“The Internet of Place” is a great buzzword. When you hear it, you know what it might be, and the concept rhymes well with “Internet of Things”. You imagine small autonomous nodes, taking advantage of their locations in the real world; a blossoming of tiny interactions with the world that makes life more convenient, interesting and meaningful.
In 2015, Brighton was chosen as one of the digital catapult centres, receiving funding and support to set up a variety of technical initiatives, including the Internet of Place. The requirements were open ended, as explained by Nick Hibberd, the head of city regeneration at Brighton & Hove city council: “By allowing a collaborative space, innovation will come. But innovation by its very definition means you don’t know where it’s going to end”. It was intended to provide collaboration between public sector, universities, SMEs, Amex and Gatwick Airport, “to turn Brighton’s best digital ideas from concept into reality, creating new products, services, jobs and value for the local economy”.
The Internet of Place was about combining Internet of Things (IOT) devices with geographical locations. But this vision went beyond the sort of tedious location-based ideas that I’ve seen pushed since the early days of SMS. As the Guardian wrote:
Local leaders also want to use the internet of place to improve the way the city manages its infrastructure, including transport systems, and the 11 million tourists who visit each year. There could be apps to direct drivers away from the most congested areas and help them find free parking spaces. Improving public transport and encouraging visitors to use park and ride facilities
Another important aspect of the catapult was to unlock local data services, with the idea that “data sharing will also help to create better services, from transport to healthcare”. The article explains how data is potentially highly valuable, and exposing it to the world could produce a significant economic boost, with the 5G test network adding to this.

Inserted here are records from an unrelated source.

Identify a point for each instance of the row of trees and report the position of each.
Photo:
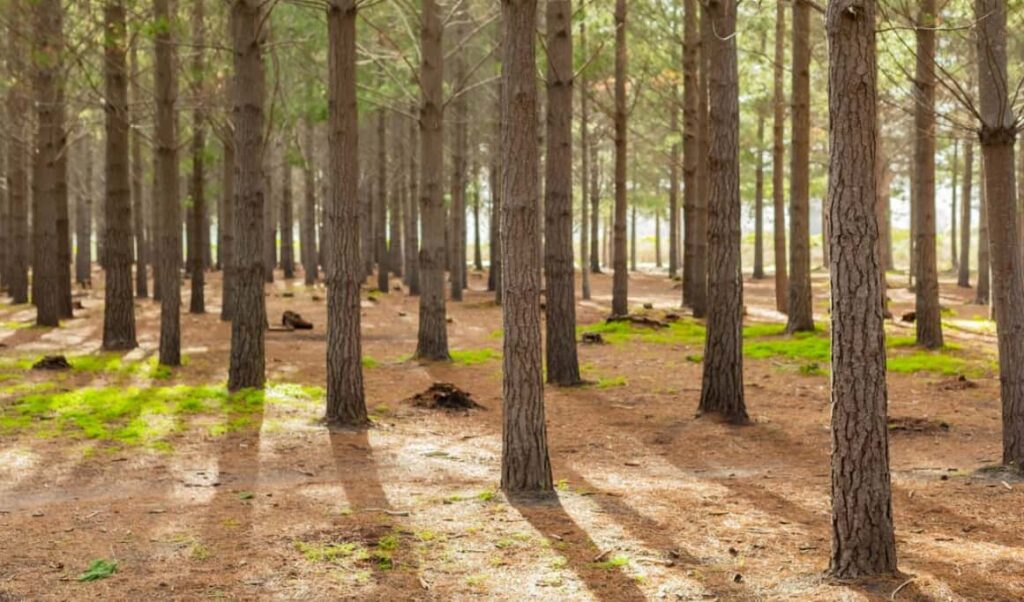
(364, 225)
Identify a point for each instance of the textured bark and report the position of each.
(137, 180)
(345, 401)
(559, 273)
(691, 145)
(722, 385)
(525, 466)
(863, 543)
(227, 207)
(585, 167)
(778, 164)
(197, 214)
(166, 89)
(249, 319)
(801, 312)
(17, 153)
(47, 83)
(998, 135)
(929, 315)
(119, 303)
(310, 263)
(432, 336)
(621, 278)
(964, 270)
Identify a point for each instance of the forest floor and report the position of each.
(197, 495)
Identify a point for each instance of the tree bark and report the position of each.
(863, 542)
(722, 385)
(998, 135)
(249, 319)
(345, 401)
(964, 270)
(563, 366)
(778, 164)
(621, 278)
(525, 466)
(929, 315)
(119, 303)
(47, 22)
(801, 316)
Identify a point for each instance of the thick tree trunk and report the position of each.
(47, 79)
(863, 543)
(563, 367)
(197, 214)
(964, 270)
(621, 280)
(166, 88)
(432, 336)
(345, 401)
(801, 316)
(929, 315)
(227, 227)
(17, 155)
(525, 467)
(998, 135)
(691, 145)
(137, 180)
(119, 303)
(722, 385)
(778, 164)
(247, 368)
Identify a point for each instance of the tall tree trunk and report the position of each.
(563, 366)
(778, 164)
(83, 217)
(801, 316)
(929, 315)
(585, 168)
(137, 179)
(310, 264)
(345, 401)
(432, 336)
(48, 84)
(17, 154)
(964, 270)
(998, 135)
(691, 145)
(119, 303)
(863, 542)
(227, 227)
(722, 385)
(166, 88)
(248, 361)
(197, 239)
(621, 280)
(759, 196)
(525, 466)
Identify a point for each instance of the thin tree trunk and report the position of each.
(929, 315)
(722, 385)
(801, 316)
(249, 307)
(345, 400)
(621, 280)
(563, 366)
(525, 466)
(863, 542)
(778, 164)
(119, 303)
(964, 271)
(432, 336)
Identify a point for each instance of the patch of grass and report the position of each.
(473, 356)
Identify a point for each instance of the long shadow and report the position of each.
(582, 554)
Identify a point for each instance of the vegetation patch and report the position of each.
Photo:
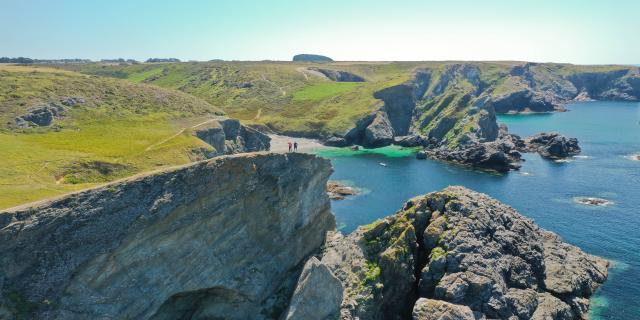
(95, 171)
(324, 90)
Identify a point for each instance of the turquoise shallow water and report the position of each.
(609, 133)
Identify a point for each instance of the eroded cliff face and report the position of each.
(229, 136)
(456, 103)
(458, 254)
(220, 238)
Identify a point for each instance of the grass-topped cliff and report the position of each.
(106, 121)
(295, 98)
(105, 129)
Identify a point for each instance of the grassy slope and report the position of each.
(275, 94)
(278, 95)
(119, 131)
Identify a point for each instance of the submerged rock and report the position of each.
(339, 191)
(591, 201)
(336, 142)
(213, 239)
(500, 155)
(409, 141)
(458, 254)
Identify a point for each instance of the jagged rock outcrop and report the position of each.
(413, 140)
(379, 132)
(306, 57)
(228, 136)
(534, 87)
(458, 254)
(339, 75)
(394, 118)
(552, 145)
(213, 239)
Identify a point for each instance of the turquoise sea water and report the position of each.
(609, 134)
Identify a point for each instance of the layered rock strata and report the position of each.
(458, 254)
(213, 239)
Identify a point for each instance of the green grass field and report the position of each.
(121, 130)
(137, 117)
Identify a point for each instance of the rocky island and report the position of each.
(252, 237)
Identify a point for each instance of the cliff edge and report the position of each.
(216, 238)
(459, 254)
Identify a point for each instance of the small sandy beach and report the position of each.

The Internet of Place was also intended to support local business who might not have the technical skills or money to provide a rich digital experience. The Guardian interviewed Ben Potter, from marketing agency Leapfrog, who talked about the IOP driving business to shops without an internet presence: “If we can create a platform that understands the main interests of consumers – such as films, food, clothing brands – then local retailers can send out targeted messages to people’s mobile phones as they walk past,”
(This vision brings with it the danger of location-based spam, one of the big flaws in location based marketing since the early days. How do you engage people while also interrupting them? I’m assuming there are ways to do this, but those challenges probably dwarf the technical ones)
The digital catapult funding has produced two successes in the 5G testbed and am immersive tech lab supporting the production of AR and VR applications. But the promised internet of place applications never appeared.
Searching Google for mentions of the term in the past year returns only a handful of results. It’s a shame, considering how exciting a vision had been laid out a few years before. Given the creativity in Brighton’s tech scene, I can’t imagine what ideas we might have seen around wayfinding, location, retail, , tourism, art and games.